FAWUL gives major credit for its success to the direct support, training and solidarity actions shown by the USW and the Solidarity Center.



Solidarity a two-way street

Recognizing that solidarity is a two-way street, Liberian union officials have pledged that they will, if necessary, initiate action at the plantation in support of future USW contract campaigns with Bridgestone Firestone in North America.

The USW involvement started with a fact-finding delegation to the West African country in 2005 led by International Vice President Fred Redmond, then an assistant director in District 7. In 2006, workers set up an “Aggrieved Workers Committee’’ with USW support that demanded new union leadership and better treatment from Firestone.

Through a series of wildcat strikes the workers succeeded in getting the government of Liberia to require the new elections. During the strikes, workers were intimidated and beaten. Several, tragically, were killed.

Workers turned out in record numbers to elect the union leaders when the vote was held last summer. Then they engaged in a sustained political campaign to win union recognition, which culminated in the landmark decision by the Liberian Supreme court.

Contract surveys conducted

Last fall, with guidance from the USW, the new union organized a comprehensive survey of its members in 90 work camps scattered throughout the plantation. The survey provided the union with a huge amount of information to prepare bargaining proposals.

Zielinski returned to Liberia in February with Harmon Lisnow, former director of the Institute for Career Development, to conduct union-building workshops with 120 stewards and campaign strategy sessions with the FAWUL negotiating committee

Our team also met with the Liberian Minister of Labor, the Liberian Labor Congress and Save My Future Foundation, a non-governmental organization that has investigated abuses of workers’ rights at Firestone. The group also conducted organizing workshops with Mittal Steel, which mines iron ore in Liberia, and with workers at a major tourist hotel.

During a welcoming ceremony featuring government ministry officials, trade union leaders and our delegation, FAWUL presented its contract proposal to Feay Roberts, Firestone’s unpopular industrial relations manager.

“He was in a state of shock at that point,’’ Zielinski said of Roberts. “In all previous negotiations, Firestone has dictated the terms of the agreement. In that moment, management’s world was turned upside down.”



Far-reaching changes sought

The union’s collective bargaining proposal calls for far-reaching changes including significantly boosting the current wage of about 42 cents an hour for an eight-hour day. Typically, though, tappers earn less per hour because they work longer hours to meet quotas.
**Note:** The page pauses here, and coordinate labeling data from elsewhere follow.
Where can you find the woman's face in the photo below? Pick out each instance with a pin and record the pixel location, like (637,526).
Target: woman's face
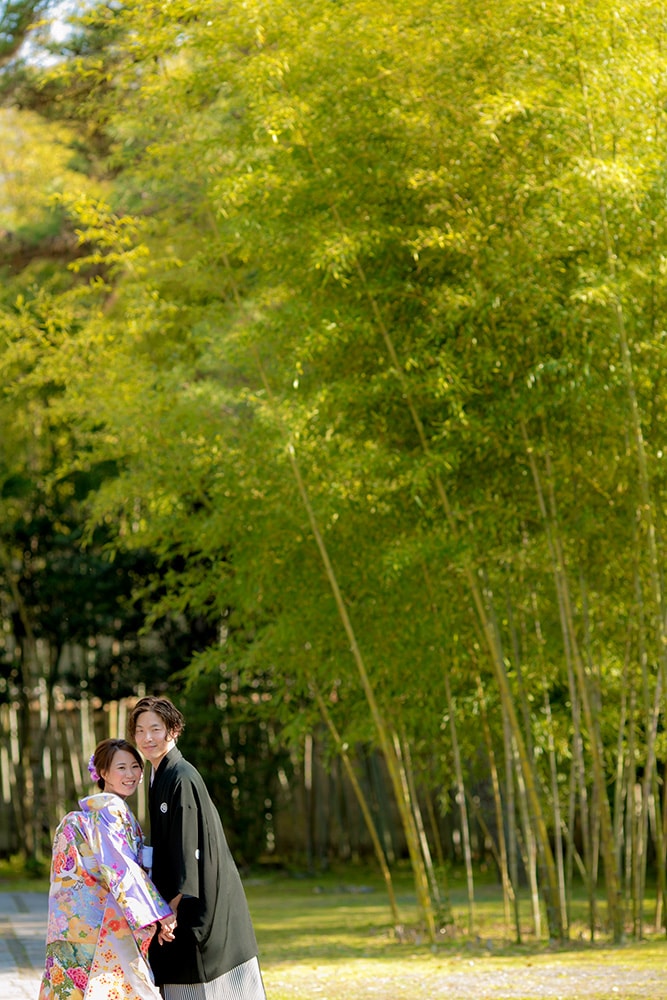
(124,774)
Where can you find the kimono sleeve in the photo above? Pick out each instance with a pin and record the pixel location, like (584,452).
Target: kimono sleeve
(184,838)
(121,873)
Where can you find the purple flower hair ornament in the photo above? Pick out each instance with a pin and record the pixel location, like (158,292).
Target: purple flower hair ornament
(91,767)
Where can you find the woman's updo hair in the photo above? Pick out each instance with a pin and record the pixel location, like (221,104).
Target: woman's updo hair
(103,756)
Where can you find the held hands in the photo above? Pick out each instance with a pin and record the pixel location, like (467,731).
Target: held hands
(167,927)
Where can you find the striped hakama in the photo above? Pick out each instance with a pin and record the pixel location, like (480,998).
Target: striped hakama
(242,983)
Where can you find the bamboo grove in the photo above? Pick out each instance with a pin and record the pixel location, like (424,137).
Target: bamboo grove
(354,315)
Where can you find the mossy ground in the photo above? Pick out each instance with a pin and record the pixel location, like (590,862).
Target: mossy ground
(330,936)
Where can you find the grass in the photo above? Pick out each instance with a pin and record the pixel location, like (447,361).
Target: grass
(330,937)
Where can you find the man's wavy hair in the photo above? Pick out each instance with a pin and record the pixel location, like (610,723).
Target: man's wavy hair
(167,711)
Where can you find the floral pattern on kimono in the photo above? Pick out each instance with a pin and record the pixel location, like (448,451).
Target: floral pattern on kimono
(102,907)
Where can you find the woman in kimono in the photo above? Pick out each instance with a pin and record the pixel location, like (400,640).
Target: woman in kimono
(103,908)
(214,954)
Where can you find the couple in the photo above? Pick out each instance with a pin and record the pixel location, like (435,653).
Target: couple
(103,908)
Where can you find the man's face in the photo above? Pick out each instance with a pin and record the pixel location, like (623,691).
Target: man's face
(152,738)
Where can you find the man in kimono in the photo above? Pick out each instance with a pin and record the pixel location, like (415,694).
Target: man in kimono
(214,952)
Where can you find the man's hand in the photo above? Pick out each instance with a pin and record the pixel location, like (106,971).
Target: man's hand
(167,926)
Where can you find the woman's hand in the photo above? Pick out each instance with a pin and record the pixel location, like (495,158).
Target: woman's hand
(167,927)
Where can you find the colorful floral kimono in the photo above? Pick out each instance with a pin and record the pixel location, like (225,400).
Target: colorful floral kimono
(102,907)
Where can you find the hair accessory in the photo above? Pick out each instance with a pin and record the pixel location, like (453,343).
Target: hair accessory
(91,767)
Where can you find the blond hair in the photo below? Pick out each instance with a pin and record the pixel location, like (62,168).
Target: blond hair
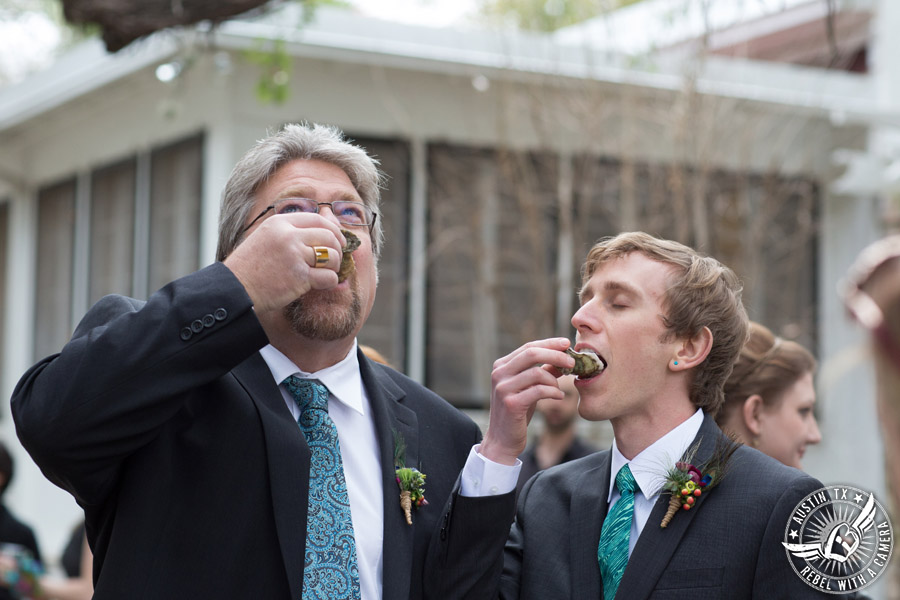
(702,293)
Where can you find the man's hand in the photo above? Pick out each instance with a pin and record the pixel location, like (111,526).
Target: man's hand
(518,381)
(275,261)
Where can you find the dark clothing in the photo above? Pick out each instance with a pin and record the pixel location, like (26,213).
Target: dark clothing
(165,423)
(578,449)
(727,546)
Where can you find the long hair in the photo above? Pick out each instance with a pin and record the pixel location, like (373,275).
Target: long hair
(293,142)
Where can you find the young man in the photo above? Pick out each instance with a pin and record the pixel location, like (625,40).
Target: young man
(558,440)
(174,422)
(668,324)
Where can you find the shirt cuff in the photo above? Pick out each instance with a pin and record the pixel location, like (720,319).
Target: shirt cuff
(484,477)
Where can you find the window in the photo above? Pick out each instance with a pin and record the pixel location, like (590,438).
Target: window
(385,329)
(53,288)
(112,230)
(175,194)
(762,226)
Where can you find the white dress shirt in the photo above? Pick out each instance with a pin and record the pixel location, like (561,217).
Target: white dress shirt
(350,409)
(649,469)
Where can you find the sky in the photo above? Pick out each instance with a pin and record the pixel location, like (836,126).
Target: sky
(27,43)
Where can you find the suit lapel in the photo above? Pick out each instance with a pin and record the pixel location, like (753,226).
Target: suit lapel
(392,417)
(589,506)
(288,456)
(656,545)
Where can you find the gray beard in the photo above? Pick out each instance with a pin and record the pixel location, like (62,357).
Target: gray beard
(323,315)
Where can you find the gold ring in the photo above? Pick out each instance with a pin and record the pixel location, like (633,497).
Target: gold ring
(321,256)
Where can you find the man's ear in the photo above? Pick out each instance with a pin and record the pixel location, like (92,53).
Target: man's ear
(692,351)
(750,412)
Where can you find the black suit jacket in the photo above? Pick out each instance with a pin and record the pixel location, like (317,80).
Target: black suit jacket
(727,547)
(164,422)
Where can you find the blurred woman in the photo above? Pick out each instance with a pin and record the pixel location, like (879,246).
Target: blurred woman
(770,396)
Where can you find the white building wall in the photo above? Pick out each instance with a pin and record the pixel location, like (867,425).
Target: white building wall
(138,113)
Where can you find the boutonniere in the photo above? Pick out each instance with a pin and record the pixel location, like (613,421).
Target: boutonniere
(686,482)
(410,480)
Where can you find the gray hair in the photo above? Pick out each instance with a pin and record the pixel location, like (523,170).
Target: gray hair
(295,141)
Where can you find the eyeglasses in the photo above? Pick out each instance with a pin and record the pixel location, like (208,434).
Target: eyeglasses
(354,214)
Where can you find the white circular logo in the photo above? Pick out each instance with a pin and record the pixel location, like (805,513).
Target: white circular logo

The union is calling for a new pay system based on hourly work and including overtime pay that would break from the existing quota system.
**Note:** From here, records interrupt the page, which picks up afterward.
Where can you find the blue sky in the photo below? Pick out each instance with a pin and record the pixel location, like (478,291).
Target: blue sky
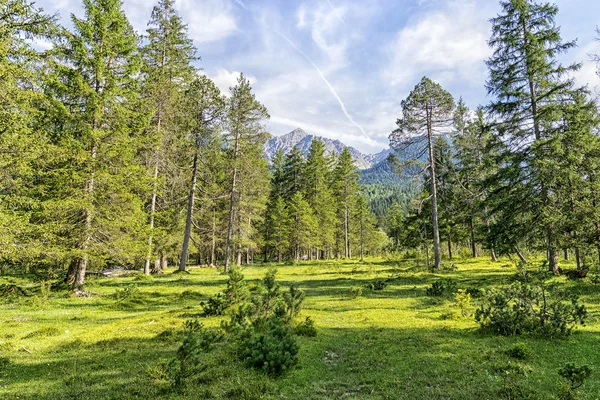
(339,68)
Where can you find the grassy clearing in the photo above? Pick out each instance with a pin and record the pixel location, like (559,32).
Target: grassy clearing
(395,343)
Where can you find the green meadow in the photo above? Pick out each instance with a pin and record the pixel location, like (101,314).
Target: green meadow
(396,343)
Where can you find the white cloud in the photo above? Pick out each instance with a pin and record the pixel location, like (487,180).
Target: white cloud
(225,79)
(448,43)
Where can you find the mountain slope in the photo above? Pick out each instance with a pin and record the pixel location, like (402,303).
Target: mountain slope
(301,139)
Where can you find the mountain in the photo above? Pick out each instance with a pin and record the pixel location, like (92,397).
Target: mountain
(301,139)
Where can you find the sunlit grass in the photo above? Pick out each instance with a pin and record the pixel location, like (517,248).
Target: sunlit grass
(391,344)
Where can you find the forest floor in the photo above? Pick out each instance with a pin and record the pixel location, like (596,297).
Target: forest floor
(396,343)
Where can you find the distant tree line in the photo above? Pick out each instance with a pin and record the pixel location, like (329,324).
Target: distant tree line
(116,150)
(518,174)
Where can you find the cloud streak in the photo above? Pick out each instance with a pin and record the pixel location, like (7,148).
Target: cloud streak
(324,79)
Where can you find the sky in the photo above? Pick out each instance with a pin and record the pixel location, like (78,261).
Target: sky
(340,68)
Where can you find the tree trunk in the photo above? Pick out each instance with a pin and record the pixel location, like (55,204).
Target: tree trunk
(152,212)
(164,261)
(520,255)
(434,207)
(232,203)
(188,221)
(473,246)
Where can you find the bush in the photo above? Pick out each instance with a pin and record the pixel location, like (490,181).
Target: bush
(236,290)
(216,305)
(188,361)
(355,292)
(519,351)
(377,285)
(273,351)
(130,292)
(523,308)
(575,377)
(462,300)
(441,287)
(306,328)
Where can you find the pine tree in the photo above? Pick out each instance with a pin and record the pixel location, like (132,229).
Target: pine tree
(245,136)
(279,222)
(97,125)
(303,225)
(426,112)
(204,108)
(168,56)
(345,189)
(23,143)
(528,86)
(293,173)
(315,181)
FAWUL is also seeking mechanized transportation so tappers don’t have to carry the latex for miles to collection stations, or bonus pay based on the distance that tappers do haul the buckets.

The union also wants substantial housing improvements including electricity, running water and flush toilets that could be phased in over several years and bus transportation or allowances so more children may attend school.

“Real collective bargaining is now taking place. For the first time in the plantation’s history, the union has given the company a ground-breaking collective bargaining proposal, unlike in the past when the company simply dictated the terms of wages and working conditions,’’ the USW’s Redmond said.

“These men and women in Liberia are among the bravest people I have ever known,” he added. “Now that they have established a truly democratic union, with the solidarity they have shown, they can begin to reap some of the fruits of their labors. USW members are proud to have contributed to that.”